Euphoria has just hit its stride as appointment television, but The Idol could ruin that

"Euphoria" had just completed its wildly successful second season right before Sam Levinson went over to take care of "The Idol" situation. While the first season of the series was already great, Season 2 blew it out of the water by dialing up the show's tension to 11, and leaning into the trauma that has informed the lives of these characters since the beginning. While it wasn't perfect, with the storyline of Kat (Barbie Ferreira) being a particular issue of contention, "Euphoria" is well on its way to becoming one of HBO's all-time greats.

However, "The Idol" might just chop it down. With the latest news that the third season will feature a time jump, no narrative redemption for Kat, and won't be airing until 2025, viewers are right to wonder whether "The Idol" is remotely worth this level of disruption. 

The early indication seems to be a resounding no, with the show currently posting mid-to-awful ratings on IMDb and Rotten Tomatoesalike. To be fair, we should still stress that there are a whole season's worth of episodes to come that we still haven't seen, but whether they can possibly turn around the weak, faux-edgy stuff we've seen thus far ... well, that remains a highly dubious presumption at this point.

Has the failure of The Idol derailed Euphoria Season 3?

Now, as many would note, a critical trouncing isn't always indicative of how something will be seen in years to come, just as a critical darling doesn't always remain that way. For instance, all-time classics like "The Thing,"  "The Big Lebowski," and "The Shining" were lambasted upon their initial release, while movies like "Crash" were once thought to be high art.

Now that Sam Levinson, who has faced accusations of his own, has invested his time on a show like "The Idol" — which seemingly leans into every single one of his worst impulses — audiences may not be so forgiving of any indication of these same tendencies surfacing in "Euphoria" Season 3. While "Euphoria" has wisely worked to justify its characters' troubling but nuanced arcs, "The Idol" could easily change the way that people watch the show, and for the worse. All that goodwill could be burned away in moments if "Euphoria" recommits any of the same problematic mistakes as "The Idol," perhaps even ruining the show's legacy as a whole.  

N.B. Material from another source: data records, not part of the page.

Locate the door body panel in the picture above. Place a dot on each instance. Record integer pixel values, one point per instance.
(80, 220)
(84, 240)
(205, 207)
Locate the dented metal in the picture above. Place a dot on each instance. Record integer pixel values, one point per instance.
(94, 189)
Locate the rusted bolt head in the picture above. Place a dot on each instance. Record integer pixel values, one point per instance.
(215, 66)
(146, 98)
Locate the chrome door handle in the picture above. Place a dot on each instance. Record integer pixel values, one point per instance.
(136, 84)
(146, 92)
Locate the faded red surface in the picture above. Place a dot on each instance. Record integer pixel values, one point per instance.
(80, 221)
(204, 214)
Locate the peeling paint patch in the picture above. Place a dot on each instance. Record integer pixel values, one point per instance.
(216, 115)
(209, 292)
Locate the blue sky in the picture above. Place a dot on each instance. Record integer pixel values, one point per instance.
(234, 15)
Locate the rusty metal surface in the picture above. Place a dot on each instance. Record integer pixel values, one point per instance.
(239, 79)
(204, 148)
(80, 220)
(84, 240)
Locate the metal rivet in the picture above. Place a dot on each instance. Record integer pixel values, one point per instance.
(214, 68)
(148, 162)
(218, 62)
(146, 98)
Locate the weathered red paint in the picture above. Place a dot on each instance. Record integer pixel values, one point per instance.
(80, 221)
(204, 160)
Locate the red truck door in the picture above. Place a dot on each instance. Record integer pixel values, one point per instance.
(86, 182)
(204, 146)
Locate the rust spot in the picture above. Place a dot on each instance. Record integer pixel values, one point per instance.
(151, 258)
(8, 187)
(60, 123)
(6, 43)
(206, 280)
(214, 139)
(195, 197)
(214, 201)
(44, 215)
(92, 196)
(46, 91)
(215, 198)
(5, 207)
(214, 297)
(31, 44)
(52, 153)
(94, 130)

It's also worth noting that "The Idol" taking up all of Levinson's creative focus, and delaying "Euphoria" so extensively, could feasibly mean that when he finally turns his full attention to the better show, he'll be rushing it out without the same level of care and commitment as the prior two seasons. Given that viewers are already going to be far more critical this time around, the signs on the wall look ominous. 

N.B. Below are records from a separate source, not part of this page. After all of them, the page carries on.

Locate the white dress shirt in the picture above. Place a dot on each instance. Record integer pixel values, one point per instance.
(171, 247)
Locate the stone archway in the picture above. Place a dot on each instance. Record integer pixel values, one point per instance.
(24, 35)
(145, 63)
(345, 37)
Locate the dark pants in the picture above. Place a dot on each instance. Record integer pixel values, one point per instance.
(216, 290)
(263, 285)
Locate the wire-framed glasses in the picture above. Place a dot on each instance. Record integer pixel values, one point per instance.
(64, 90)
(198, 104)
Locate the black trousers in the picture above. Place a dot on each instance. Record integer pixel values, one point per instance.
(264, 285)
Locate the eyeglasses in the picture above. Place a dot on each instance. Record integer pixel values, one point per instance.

This isn't the first time HBO has made an Idol-level mistake

Still, what makes this even more frustrating for longtime HBO viewers is that the network has already made this exact kind of mistake in the past. "Boardwalk Empire" was soaring on the heights of its third and fourth seasons when it was announced that the show would have a major time jump and be forced to wrap up in a truncated final season.

By many accounts, this decision was partially made to pave the way for another celebrity vanity project, "Vinyl," a show that couldn't even succeed with Martin Scorsese and Mick Jagger pulling for it behind the scenes. To make matters even worse, that show also received a tepid response, only to be subsequently canceled after only a single season.

If your "stop me if you've heard this one" alarm is going off, you're definitely picking up what we're putting down. There's an old idiom in the entertainment industry that you're only as good as your last hit, which is why box office bombs and critical catastrophes are seen as such red flags by studios.

With this in mind, all "Euphoria" fans can hope for at this point is that either "The Idol" gets much better, that public opinion turns around on it, or that somehow its failure doesn't color the third season of "Euphoria." Either way, the creator has his work cut out for him in terms of bouncing back from this whole debacle.